The risks of developing hypertension increases with age. Men are more likely to develop earlier and women later in early 60s.
Other factors that increase risk for hypertension are family history, stress, cigarette smoking, eating too much salt and fatty foods, not physically active, too much alcohol, presence of diabetes, and being overweight.
Mild to moderate manifestations of hypertension includes: headache, nape discomfort, dizziness, vomiting, and occasionally being irritable.
“The manifestations ranges from asymptomatic or no symptoms to severe complications like stroke or organ damages,” he said.
“Oftentimes, wala itong (it has no) manifestations since naka-tolerate na yung patient (was able to tolerate it). Ito ang (this is the) usual na dahilan kung bakit mag-stop na ng gamot ang patient kasi ok na yung feeling niya (reason why the patient stops taking medicines because they thought they already feel well) which is wrong,” Rana said.
There are also the “very important manifestations” that should not be ignored, according to Rana. First is the Hypertensive Emergency, the most common rapid rise of blood pressure for persons who have long been diagnosed with the disease.
“Ang BP (the blood pressure) umaabot lampas (that reaches above) 180 or more, would up having organ damage like stroke, congestive heart failure, pagkaroon ng tubig sa baga (water in the lungs (like the case of comedian Chocoleit (pulmonary edema), pagkabulag (blindness) and kidney damage,” Rana said.

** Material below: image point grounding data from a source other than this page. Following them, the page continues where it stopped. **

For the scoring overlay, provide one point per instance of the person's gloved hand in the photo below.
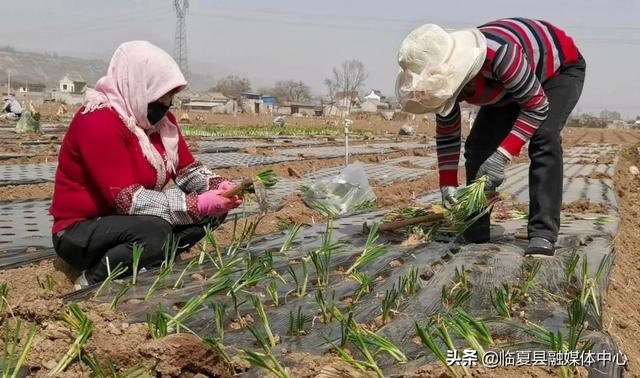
(448, 196)
(493, 168)
(211, 203)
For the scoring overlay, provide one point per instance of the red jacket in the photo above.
(98, 159)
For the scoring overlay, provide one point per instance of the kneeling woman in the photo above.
(120, 151)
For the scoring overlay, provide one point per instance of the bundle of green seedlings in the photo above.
(265, 359)
(80, 323)
(96, 366)
(393, 298)
(573, 341)
(467, 327)
(269, 131)
(508, 298)
(471, 204)
(321, 257)
(14, 355)
(460, 291)
(362, 339)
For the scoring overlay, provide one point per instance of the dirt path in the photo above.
(622, 311)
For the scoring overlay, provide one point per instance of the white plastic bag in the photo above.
(341, 194)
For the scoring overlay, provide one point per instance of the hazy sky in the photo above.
(286, 39)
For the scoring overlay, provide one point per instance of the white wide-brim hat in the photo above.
(435, 66)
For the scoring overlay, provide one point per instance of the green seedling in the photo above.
(265, 360)
(180, 281)
(93, 363)
(4, 294)
(426, 335)
(49, 283)
(137, 254)
(257, 304)
(321, 260)
(371, 252)
(359, 342)
(170, 251)
(116, 298)
(590, 285)
(272, 290)
(194, 304)
(297, 322)
(473, 330)
(13, 357)
(530, 277)
(157, 323)
(570, 269)
(218, 316)
(456, 296)
(381, 344)
(113, 275)
(365, 284)
(162, 275)
(79, 322)
(461, 279)
(218, 348)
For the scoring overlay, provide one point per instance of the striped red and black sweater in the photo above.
(522, 54)
(102, 171)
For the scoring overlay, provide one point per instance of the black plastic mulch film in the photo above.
(487, 266)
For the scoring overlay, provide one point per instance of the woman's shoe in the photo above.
(539, 247)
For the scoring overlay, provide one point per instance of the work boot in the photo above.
(539, 247)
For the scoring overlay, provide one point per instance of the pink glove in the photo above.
(226, 185)
(211, 203)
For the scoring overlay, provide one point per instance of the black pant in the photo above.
(86, 245)
(545, 152)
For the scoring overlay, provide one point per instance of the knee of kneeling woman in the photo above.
(152, 233)
(545, 142)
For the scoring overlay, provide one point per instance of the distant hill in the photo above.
(49, 68)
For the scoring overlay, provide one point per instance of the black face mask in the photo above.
(155, 111)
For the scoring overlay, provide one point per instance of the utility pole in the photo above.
(180, 44)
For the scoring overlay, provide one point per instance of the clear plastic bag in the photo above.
(341, 194)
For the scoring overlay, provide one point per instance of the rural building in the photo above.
(269, 103)
(373, 106)
(72, 83)
(305, 109)
(251, 103)
(212, 102)
(374, 95)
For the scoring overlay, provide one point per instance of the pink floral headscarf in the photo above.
(140, 73)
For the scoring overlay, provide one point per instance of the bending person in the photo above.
(526, 76)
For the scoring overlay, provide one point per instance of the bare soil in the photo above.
(31, 299)
(622, 307)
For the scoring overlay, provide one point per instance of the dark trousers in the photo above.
(545, 152)
(86, 245)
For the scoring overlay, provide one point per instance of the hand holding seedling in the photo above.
(493, 168)
(214, 203)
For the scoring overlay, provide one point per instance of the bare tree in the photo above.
(232, 86)
(347, 80)
(292, 91)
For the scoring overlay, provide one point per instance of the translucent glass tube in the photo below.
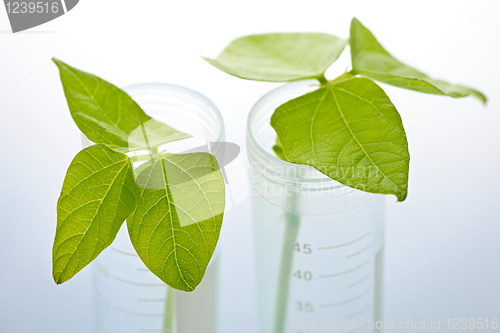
(129, 298)
(318, 243)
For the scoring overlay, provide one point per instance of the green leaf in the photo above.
(280, 57)
(370, 59)
(98, 194)
(106, 114)
(177, 222)
(349, 131)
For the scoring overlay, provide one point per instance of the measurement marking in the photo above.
(354, 330)
(358, 282)
(139, 314)
(346, 272)
(357, 313)
(347, 301)
(359, 252)
(123, 252)
(140, 284)
(345, 244)
(152, 300)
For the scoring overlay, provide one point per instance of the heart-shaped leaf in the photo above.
(349, 131)
(370, 59)
(177, 222)
(98, 194)
(108, 115)
(280, 57)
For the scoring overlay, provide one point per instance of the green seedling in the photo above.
(173, 203)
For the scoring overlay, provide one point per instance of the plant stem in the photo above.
(292, 224)
(169, 313)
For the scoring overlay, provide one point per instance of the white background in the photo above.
(442, 243)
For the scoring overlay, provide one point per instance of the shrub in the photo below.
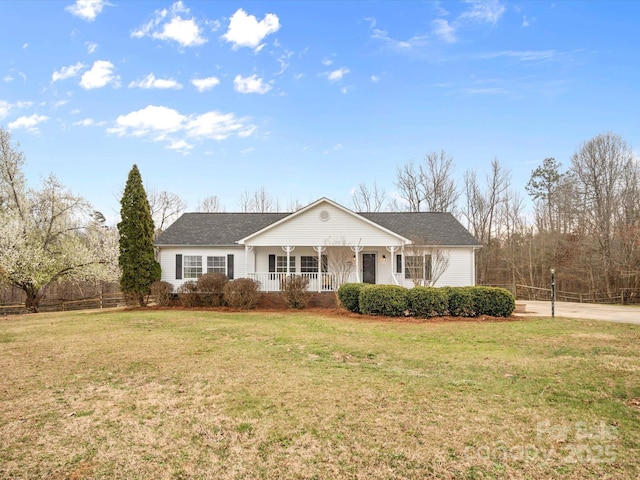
(188, 294)
(211, 288)
(294, 290)
(134, 299)
(389, 300)
(427, 302)
(163, 292)
(496, 302)
(242, 293)
(349, 296)
(460, 301)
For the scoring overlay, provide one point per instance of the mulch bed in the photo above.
(342, 313)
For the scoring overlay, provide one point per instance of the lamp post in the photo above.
(553, 293)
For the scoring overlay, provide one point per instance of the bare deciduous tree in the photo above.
(257, 202)
(210, 204)
(431, 186)
(409, 188)
(436, 176)
(165, 208)
(600, 167)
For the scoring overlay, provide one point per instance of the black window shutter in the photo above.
(230, 266)
(178, 267)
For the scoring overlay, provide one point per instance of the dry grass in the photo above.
(303, 395)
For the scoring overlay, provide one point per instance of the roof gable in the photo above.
(323, 221)
(306, 227)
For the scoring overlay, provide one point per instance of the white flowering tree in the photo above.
(49, 233)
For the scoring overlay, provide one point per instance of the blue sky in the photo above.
(307, 99)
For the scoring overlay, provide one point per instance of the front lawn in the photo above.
(304, 395)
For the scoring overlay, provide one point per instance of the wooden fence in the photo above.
(108, 300)
(623, 296)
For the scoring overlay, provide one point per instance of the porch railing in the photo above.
(318, 282)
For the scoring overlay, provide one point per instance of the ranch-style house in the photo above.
(325, 242)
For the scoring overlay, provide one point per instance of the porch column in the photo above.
(288, 249)
(356, 250)
(247, 249)
(319, 249)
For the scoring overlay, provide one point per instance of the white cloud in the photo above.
(246, 31)
(338, 74)
(29, 123)
(100, 75)
(150, 81)
(6, 107)
(486, 11)
(158, 123)
(67, 72)
(524, 55)
(171, 25)
(444, 30)
(87, 9)
(252, 84)
(87, 122)
(336, 148)
(416, 41)
(180, 146)
(204, 84)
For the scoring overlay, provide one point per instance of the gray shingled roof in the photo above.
(208, 229)
(428, 228)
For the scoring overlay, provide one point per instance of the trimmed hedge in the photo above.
(389, 300)
(349, 296)
(460, 301)
(425, 302)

The second one is the Hypertensive Urgency, which the blood pressure reaches above 220/120 mmHg but with no end organ damage.
The aforementioned manifestations, Rana said, warrants immediate treatment in a hospital.

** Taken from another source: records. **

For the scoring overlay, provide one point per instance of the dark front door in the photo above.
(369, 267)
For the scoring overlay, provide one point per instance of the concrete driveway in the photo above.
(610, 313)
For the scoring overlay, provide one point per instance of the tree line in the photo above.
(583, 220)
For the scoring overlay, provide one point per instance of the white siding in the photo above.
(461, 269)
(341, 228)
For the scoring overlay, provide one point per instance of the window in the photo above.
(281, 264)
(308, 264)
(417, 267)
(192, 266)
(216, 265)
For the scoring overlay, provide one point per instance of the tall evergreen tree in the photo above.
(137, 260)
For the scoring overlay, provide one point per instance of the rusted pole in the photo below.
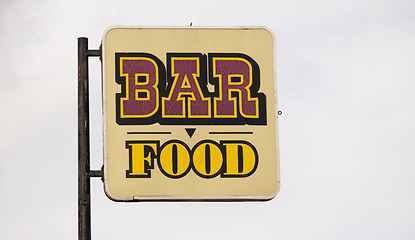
(84, 202)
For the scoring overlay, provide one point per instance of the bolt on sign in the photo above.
(189, 114)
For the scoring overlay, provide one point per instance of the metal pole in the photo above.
(84, 203)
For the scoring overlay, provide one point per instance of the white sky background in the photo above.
(346, 85)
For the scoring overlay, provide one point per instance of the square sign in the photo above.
(189, 114)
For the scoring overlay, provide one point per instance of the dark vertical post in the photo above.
(84, 205)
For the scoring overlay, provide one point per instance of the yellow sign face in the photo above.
(189, 114)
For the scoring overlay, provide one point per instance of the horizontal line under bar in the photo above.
(230, 132)
(148, 132)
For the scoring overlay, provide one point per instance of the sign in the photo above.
(189, 114)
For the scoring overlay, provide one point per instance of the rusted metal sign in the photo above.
(189, 114)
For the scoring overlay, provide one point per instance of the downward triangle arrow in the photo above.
(190, 131)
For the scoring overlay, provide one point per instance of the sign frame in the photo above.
(217, 198)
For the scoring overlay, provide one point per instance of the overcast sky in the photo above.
(346, 84)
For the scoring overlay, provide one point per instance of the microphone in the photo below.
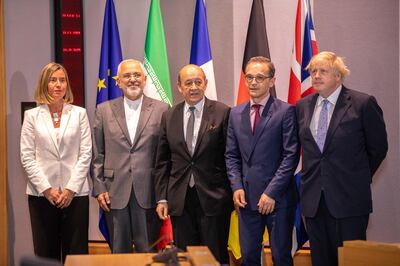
(168, 256)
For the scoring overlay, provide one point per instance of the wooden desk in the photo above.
(360, 253)
(196, 256)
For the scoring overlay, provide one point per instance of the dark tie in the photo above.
(322, 125)
(190, 129)
(257, 117)
(189, 138)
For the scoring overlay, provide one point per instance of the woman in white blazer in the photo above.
(56, 151)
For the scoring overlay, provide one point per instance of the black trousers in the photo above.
(327, 233)
(59, 232)
(133, 226)
(194, 228)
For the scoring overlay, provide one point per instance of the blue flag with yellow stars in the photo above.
(110, 57)
(107, 89)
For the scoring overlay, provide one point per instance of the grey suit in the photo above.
(125, 170)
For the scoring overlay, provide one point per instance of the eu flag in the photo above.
(110, 57)
(107, 89)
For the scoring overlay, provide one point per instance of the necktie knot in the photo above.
(256, 107)
(322, 125)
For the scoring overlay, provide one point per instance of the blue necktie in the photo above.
(322, 125)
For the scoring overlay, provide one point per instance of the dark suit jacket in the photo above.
(263, 162)
(355, 145)
(175, 165)
(118, 165)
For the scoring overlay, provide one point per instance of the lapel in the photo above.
(177, 126)
(245, 128)
(145, 112)
(208, 110)
(45, 116)
(65, 117)
(117, 107)
(265, 117)
(342, 105)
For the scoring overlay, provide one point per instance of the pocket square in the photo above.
(211, 127)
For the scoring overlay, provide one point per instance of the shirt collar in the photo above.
(263, 102)
(198, 106)
(133, 104)
(332, 99)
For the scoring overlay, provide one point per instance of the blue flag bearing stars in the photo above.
(110, 57)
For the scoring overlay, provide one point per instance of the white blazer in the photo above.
(51, 163)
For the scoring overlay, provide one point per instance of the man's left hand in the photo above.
(266, 205)
(65, 199)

“Since this disease is multi-factorial, we have a lot of factors to consider in terms of management. First dito tayo sa lifestyle modifications kasi kahit gaano ka ka compliant in taking your medicines pero you have a bad lifestyle, most likely failure ang treatment mo,” Rana said.
To avoid developing hypertension, he said, you should control your cholesterol levels, special the bad cholesterol. It can be controlled through avoidance of fatty and salty foods and taking medicines.
Dietary modifications like lowering your salt intake, exercise and weight loss if overweight are vital.
However, for those who are already hypertensive and their blood pressure levels are fluctuating despite medications, they should consult their doctor for appropriate exercises.
“Baka mag (if they) over exercise sila and mag-trigger ng (it can also trigger) hypertensive emergencies,” Rana said.
“Another very important prevention is avoid stress and get enough sleep. If really you can’t avoid stress, then learn to manage anger or do things that divert your weariness,” he added.
In terms of medicine, Rana said antihypertensive medicines are core to your management. Only stop the medications if you feel well.
“Consult your doctor first. Second, learn to communicate freely to your doctor and have a good follow up. If you think you did not respond, tell your doctor. If you think you responded well, tell also your doctor for proper revision of your medications. We avoid asking non doctors for treatment kasi (because) not all medications are applicable to all patients,” Rana said.
“Put in mind however, that the management of this disease is holistic that includes yourself your environment. Help yourself and pray,” he added.